Cuando se le preguntó primero si el escándalo Petraeus involucraba alguna violación a la seguridad nacional o información clasificada, Obama respondió sin comprometerse y calmado. Pero cuando lo presionó Jonathan Carl de ABC sobre el llamado de los senadores McCain y Graham esa mañana para que se inicie una investigación estilo Watergate, y mencionó la promesa que hicieron de bloquear el nombramiento de Rice como Secretaria de Estado, Nerobama se enfureció. Elogió a Rice profusamente y se explayó calificándola de diplomática capaz, valiente, dura y brillante, que ha realizado un "trabajo ejemplar" —mucho más que el elogio casi vago que había hecho de Petraeus antes— y luego lanzó un ataque personal en contra de McCain y Graham.

Las presentaciones altamente controvertidas de Rice en programas de TV el 16 de septiembre sobre los asesinatos en Benghazi, dijo Obama (por primera vez) las "hizo a solicitud de mi Casa Blanca" y si los senadores McCain y Graham quieren "ir en contra de alguien, deben ir en contra mía". Esto lo dijo muy agresivamente, como implicando que los senadores eran cobardes, pero probablemente muy pronto se le va a cumplir su deseo. Dijo que era "atroz" que los senadores criticaran a Rice. "¿Cómo se atreven a manchar su reputación?". Más adelante regresó al ataque por segunda vez, y dijo que los senadores solo estaban atacando a Rice "porque ellos creen que ella es un blanco fácil".

Obama finalizó sugiriendo en fuertes términos que iba a proceder a nombrar a Rice como Secretaria de Estado, en contra de una oposición fuerte y posiblemente bipartidista. Más tarde ese día, el senador Graham respondió: "Señor Presidente, no dude ni por un minuto que yo no lo hago responsable en última instancia por Benghazi. Yo creo que falló como comandante en jefe antes, durante y después del ataque".

El presidente también defendió la aparente supresión de hasta ocho meses, ordenada por el Procurador General Eric Holder, del hecho de que el director de la CIA Petraeus estaba siendo investigado por una aventura comprometedora.

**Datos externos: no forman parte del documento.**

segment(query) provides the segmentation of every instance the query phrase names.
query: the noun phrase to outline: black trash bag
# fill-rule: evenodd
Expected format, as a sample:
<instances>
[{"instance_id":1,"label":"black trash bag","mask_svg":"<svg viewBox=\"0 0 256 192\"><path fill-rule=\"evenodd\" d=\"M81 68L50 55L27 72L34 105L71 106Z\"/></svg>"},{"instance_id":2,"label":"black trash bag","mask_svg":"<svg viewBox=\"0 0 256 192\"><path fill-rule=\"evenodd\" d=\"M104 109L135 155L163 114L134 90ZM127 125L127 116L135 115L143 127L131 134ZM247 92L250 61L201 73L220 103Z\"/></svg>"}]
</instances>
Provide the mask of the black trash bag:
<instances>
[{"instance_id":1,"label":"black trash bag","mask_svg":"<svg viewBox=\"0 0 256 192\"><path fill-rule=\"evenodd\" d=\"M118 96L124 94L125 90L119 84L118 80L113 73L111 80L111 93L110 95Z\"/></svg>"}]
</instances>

La mayoría de las otras preguntas a Obama fueron sobre el llamado "precipicio fiscal" y su política de austeridad, que fue uno de los tema de su campaña. En su presentación inicial remachó su cantaleta de que el Congreso tiene que extender las exenciones fiscales para las familias que ganan menos de $250,000 al año pero no dijo nada del "acuerdo" para la sangría a las prestaciones. Pero dos veces repitió el hecho, que intranquilizó a sus partidarios liberales y del sector laboral, de que "vamos a reformar las prestaciones" —recortar Medicare y Seguro Social— para obtener un "gran pacto" en el presupuesto a diez años.